The black line represents multimorbidity prevalence calculated when considering different numbers of conditions in the count ranging from 2 to all 80 conditions, where conditions were added in order of most to least prevalent (e.g., at 2 conditions this is multimorbidity prevalence considering the most common 2 conditions). Percentage prevalence of multimorbidity when 10, 20, 30, 40, 50, 60, 70, and 80 conditions were considered is marked at empty black circles above the black line. The number of conditions at which RR was >0.99 of multimorbidity prevalence of having the same multimorbidity prevalence when all 80 conditions were considered (ceiling effect) was reached is marked with an orange dot (at 52 conditions). Black dots represent multimorbidity prevalence when considering conditions included in existing condition-lists and are annotated with the condition-list name, prevalence, and number of conditions considered. RR, relative risk.

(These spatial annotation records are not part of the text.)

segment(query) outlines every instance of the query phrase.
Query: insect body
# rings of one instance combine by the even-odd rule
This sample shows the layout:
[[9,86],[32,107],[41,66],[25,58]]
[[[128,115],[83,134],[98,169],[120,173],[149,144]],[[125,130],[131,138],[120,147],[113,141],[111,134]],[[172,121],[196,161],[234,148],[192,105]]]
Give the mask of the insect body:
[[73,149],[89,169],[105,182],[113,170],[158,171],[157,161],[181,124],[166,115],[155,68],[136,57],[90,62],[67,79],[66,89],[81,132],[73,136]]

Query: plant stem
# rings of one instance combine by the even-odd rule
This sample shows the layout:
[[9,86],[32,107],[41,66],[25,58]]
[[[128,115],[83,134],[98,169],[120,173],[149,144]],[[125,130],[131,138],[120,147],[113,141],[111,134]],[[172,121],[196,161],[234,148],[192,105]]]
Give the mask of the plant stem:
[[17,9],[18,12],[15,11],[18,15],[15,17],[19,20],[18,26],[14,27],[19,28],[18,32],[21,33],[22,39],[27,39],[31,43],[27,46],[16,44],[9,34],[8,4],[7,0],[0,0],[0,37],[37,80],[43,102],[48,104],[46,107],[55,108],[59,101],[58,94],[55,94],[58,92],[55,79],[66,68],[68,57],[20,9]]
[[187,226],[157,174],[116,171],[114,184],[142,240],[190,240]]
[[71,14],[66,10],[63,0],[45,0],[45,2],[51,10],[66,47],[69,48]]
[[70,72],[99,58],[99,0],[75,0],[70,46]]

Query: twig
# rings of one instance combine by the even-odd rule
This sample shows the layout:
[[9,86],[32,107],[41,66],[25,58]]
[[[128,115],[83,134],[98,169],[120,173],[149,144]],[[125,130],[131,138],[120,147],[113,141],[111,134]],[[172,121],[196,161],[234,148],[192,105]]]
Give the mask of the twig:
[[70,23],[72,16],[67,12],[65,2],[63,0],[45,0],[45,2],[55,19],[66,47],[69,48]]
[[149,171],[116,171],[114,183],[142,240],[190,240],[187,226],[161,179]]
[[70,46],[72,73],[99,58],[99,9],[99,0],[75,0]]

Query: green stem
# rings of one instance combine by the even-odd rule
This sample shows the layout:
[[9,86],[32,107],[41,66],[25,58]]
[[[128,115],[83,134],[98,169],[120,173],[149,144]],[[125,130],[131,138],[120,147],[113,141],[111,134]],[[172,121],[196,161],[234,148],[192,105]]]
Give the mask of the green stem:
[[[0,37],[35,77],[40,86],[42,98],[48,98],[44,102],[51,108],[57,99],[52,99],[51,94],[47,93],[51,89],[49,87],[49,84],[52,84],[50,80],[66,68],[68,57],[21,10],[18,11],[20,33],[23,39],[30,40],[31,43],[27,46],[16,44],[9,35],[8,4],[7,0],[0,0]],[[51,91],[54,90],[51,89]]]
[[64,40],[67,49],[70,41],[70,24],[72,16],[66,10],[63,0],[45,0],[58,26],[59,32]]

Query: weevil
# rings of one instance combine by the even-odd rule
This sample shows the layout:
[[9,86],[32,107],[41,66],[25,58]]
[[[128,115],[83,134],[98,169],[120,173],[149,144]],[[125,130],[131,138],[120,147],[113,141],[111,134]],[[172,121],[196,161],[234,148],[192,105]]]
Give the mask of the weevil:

https://doi.org/10.1371/journal.pmed.1004208.g001

Multimorbidity prevalence varied widely between the 9 different condition-lists, varying from 11.1% (95% CI [11.0, 11.2] p < 0.001) using the Ho always [10] list, to 36.4% (95% CI [36.3, 36.5] p < 0.001) using the Ho always + usually [10] list (Fig 1, Table 3). Three condition-lists (Ho always + usually [10], Barnett [16], and Fortin [9]) had prevalence close to that estimated by including the same number of the most common conditions in the number of conditions analysis (represented by proximity of these points to the black line in Fig 1). These lists also had highest RR of the multimorbidity prevalence calculated when considering all 80 conditions in the count: Ho always + usually [10] RR 0.90 (95% CI [0.89, 0.90] p < 0.001), Barnett and colleagues [16] RR 0.84 (95% CI [0.83, 0.84] p < 0.001), and Fortin and colleagues [9] RR 0.82 (95% CI [0.82, 0.82] p < 0.001) (Table 2). The remaining 5 condition-lists, however, had prevalence considerably below that estimated by including the same number of most common conditions with prevalence RR 0.27 (95% CI [0.27, 0.27] p < 0.001) and RR 0.27 (95% CI [0.27, 0.27] p < 0.001) respectively using the Ho always [10] and Charlson [18] condition-lists.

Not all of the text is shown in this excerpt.